Die Zwischenraͤume dieser Segmente werden hienaͤchst mit eisernen
Keilen ausgefuͤllt, welche genau hineinpassen, und noͤthigen Falls
vernietet werden koͤnnen; und so erhaͤlt man ein Rad mit einem festen
Kranze, um welchen zulezt ein Reif von geschmiedetem Eisen auf die oben
erwaͤhnte Art befestigt wird.
Anmerkung.

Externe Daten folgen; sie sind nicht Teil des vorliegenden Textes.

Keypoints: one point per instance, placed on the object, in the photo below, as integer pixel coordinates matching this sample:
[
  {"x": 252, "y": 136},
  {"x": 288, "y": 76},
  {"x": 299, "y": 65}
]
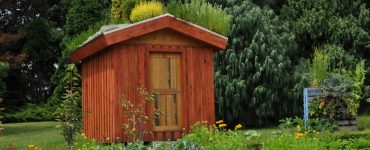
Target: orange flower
[
  {"x": 220, "y": 121},
  {"x": 238, "y": 126},
  {"x": 299, "y": 135}
]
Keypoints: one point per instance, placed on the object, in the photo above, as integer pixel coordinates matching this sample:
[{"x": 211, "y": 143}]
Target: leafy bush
[
  {"x": 363, "y": 122},
  {"x": 319, "y": 67},
  {"x": 145, "y": 10},
  {"x": 314, "y": 124},
  {"x": 69, "y": 112},
  {"x": 204, "y": 14},
  {"x": 30, "y": 112},
  {"x": 217, "y": 138}
]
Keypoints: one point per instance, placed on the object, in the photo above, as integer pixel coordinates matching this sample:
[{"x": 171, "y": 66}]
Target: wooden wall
[{"x": 122, "y": 68}]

Der Kranz des Rades kann hohl gegossen werden
(wie die Durchschnitte Fig. 17 und 19 zeigen),
indem man in die Hoͤhlung der Form Kerne von trokenem Sand einsezt, wie die
Gießer in solchen Faͤllen zu thun wissen.
Es ist unnoͤthig, in eine weitere Erklaͤrung einzugehen, da meine
verbesserte Bauart von Raͤdern fuͤr Eisenbahn-Wagen lediglich
in der Anwendung hohler Roͤhren von geschmiedetem Eisen als Speichen, und in
der Zubereitung derselben mit einem Ueberzuge von geschmolzenem Borax zur festeren
Verbindung mit dem Kranze und der Nabe von gegossenem Eisen besteht.
Die Dimensionen der in meiner Zeichnung vorgestellten Raͤder gibt der
beigefuͤgte Maßstab an; sie haben 5 Fuß im Durchmesser, und sind fuͤr
einen Dampfwagen berechnet, dessen Gewicht acht Tonnen oder 160 Centner
betraͤgt. Raͤder fuͤr andere Eisenbahn-Wagen
koͤnnen nach denselben Zeichnungen construirt werden, indem man ihre
Verhaͤltnisse nach dem Zweke, wofuͤr sie bestimmt sind, und nach der
Ladung, welche sie zu tragen haben, einrichtet.